SANKHĀRA
Although this word as used in the suttas has different specific references in different contexts, unlike dhamma it retains enough unity of meaning to permit, with rare exceptions, a uniform rendering. The problem, however, is to decide which of the many proposed renderings is the most adequate, or, if none are found fitting, to coin a new one that is.
The root idea suggested by the word sankhāra is "making together." The Pali commentators explain that the word allows for both an active and a passive sense. Thus the sankhāras are either factors (or forces) that function together in producing an effect, or they are the things that are produced by a combination of co-operating factors. In his translation of the Visuddhimagga Ven. Nānamoli had rendered sankhāras as "formations," a rendering favoured by many other translators. In his later translation scheme he had experimented with rendering it as "determinations" and had attempted to incorporate that new choice into his manuscript of the Majjhima. In editing the manuscript Ven. Khantipālo chose to return to the translator's earlier and better known "formations," and in this edition I have followed suit. Though this word has the disadvantage of accentuating the passive aspect of sankhāras, it avoids the problems into which "determinations" runs and seems colourless enough to take on the meaning determined by the context.

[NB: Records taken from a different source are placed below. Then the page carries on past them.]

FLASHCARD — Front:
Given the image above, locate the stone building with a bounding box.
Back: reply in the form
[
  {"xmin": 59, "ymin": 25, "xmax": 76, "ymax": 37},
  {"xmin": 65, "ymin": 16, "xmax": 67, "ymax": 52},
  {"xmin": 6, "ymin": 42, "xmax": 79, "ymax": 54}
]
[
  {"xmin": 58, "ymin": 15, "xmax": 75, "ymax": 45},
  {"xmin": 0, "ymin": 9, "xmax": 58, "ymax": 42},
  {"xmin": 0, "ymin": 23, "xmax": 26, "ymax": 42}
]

The word sankhāra occurs in four major contexts in the Pali suttas: (1) As the second factor in the formula of dependent origination it is used to mean volitional actions, suggesting their active role of generating results in the process of rebirth. (2) As the fourth of the five aggregates the sankhāras comprise all the mental factors not included in the other three mental aggregates; this group is probably assigned the name sankhārakkhandha after its chief member, volition (cetanā), which is responsible for forming all the other aggregates. (3) Sankhāra is also used in a very comprehensive sense to signify everything produced by conditions. In this sense it comprises all five aggregates (as at MN 35.4 and MN 115.12). Here the word bears the passive sense, being explained by the commentators as sankhatasankhārā, "formations consisting in the conditioned." This usage comes close in meaning to the ontological use of dhamma, except that the latter is wider in range since it includes the unconditioned element Nibbāna and concepts (paññatti), both of which are excluded from sankhāra. (4) In still another context the word sankhāra is used in relation to kāya, vacī, and citta - body, speech, and mind - to mean the bodily formation, which is in-and-out breathing; the verbal formation, which is applied thought and sustained thought; and the mental formation, which is perception and feeling. The first and third are things that are dependent respectively upon the body and the mind, the second the things that activate speech. This triad is discussed at MN 44.13-15.
Sankhāra is also employed outside these major contexts, and in one such case Ven. Nānamoli's sense of "determination" has been retained. This is where it occurs in the compound padhānasankhāra, which has been rendered "determined striving" (as at MN 16.26). The rare and involved idiom, sankhāram padahati, has similarly been rendered "he strives with determination" (MN 101.23). In another case (MN 120), following the commentarial gloss, sankhāra is rendered "aspiration."